Staff WriterMay 6, 2009 

— In addition to the cheers, noise and general mayhem the Carolina Hurricanes will no doubt hear tonight when they return to the RBC Center, they wouldn't mind hearing a few whistles -- on the Boston Bruins, naturally.

Two games into their second-round series against the Bruins, the Canes are a perfect 7-for-7 on the penalty kill. They would be happier about that if they had been awarded more than two power plays in the series -- one of which came late in Game 1, long after the Canes had already slit their own throats.

It's an unusual experience for the Hurricanes, who had a significant advantage in that department during the regular season and in the final five games of their first-round series against the New Jersey Devils.
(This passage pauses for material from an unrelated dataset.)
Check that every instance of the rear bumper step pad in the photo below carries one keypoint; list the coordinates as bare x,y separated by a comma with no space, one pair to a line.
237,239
"Typically, we're a team that is on the opposite end of that," Hurricanes forward Ray Whitney said. "I'll give them credit. They're a good team at playing defense in their own zone, and they don't have to take a lot of penalties. Structurally, they're pretty sound in their positioning."

The Canes were the least-penalized team in the NHL during the regular season, but they have found themselves on the wrong side of the power-play differential in the opening road games of both of their series.

In Games 1 and 2 at the Devils, the Canes were 0-for-5 on the power play, the Devils 1-for-10. That disparity is even larger against the Bruins.

Over the course of the first round, those numbers evened out, and the Canes actually had a 24-17 advantage over the Devils. They're hoping to see the same dynamic in play in the second round.

Given that the Canes are already feeling a little roughed over by the NHL after the seven-minute review of Chad LaRose's non-goal at the end of the second period of Game 2, it would be easy for them to point the finger at the officials.

That hasn't really been the issue. While some borderline calls have gone against the Hurricanes, this is really more about the Bruins, who have yet to give up a power-play goal in the playoffs and have been short-handed only 10 times in six games.

On the one hand, the Bruins don't take many bad penalties. Their defensive responsibility puts them on the right side of the puck more often than not, which eliminates all those "new NHL" hooking penalties trying to play catch-up.

And while the Canes have taken two silly penalties in this series -- Ray Whitney's frustration-provoked trip in Game 1, the first penalty of the series, and Tim Gleason's brain cramp when he flipped the puck over the boards despite acres of open ice in Game 2 -- the Bruins have yet to take a head-shaker. They're winning the discipline battle so far.

On the other hand, Boston is a big, rough, physical team, and what the Bruins can get away with in front of the net and along the end boards and in the corners is up to the discretion of the officials. That's the gray area the Canes are hoping to turn to their advantage at home.

"It depends on how the game's going, sometimes," Hurricanes forward Eric Staal said. "Those were pretty physical games in Boston. Maybe not huge, big hits, but some tough battles in the corner. Sometimes they call that pretty tight, and sometimes they let 'em go. We've just got to keep battling through it."

And whether by influencing the officials or the way the Canes play, the home crowd has had an impact. The Canes had a 15-9 advantage on the Devils at the RBC Center. In three home playoff games, the Canes have averaged 5.0 power plays per game. In six road playoff games, 2.7.

Even if the Canes are only converting 6.4 percent of their chances, they would still prefer to have the opportunity.

"We moved the puck around pretty good on the power play in practice today," Staal said. "Hopefully we can get a couple calls."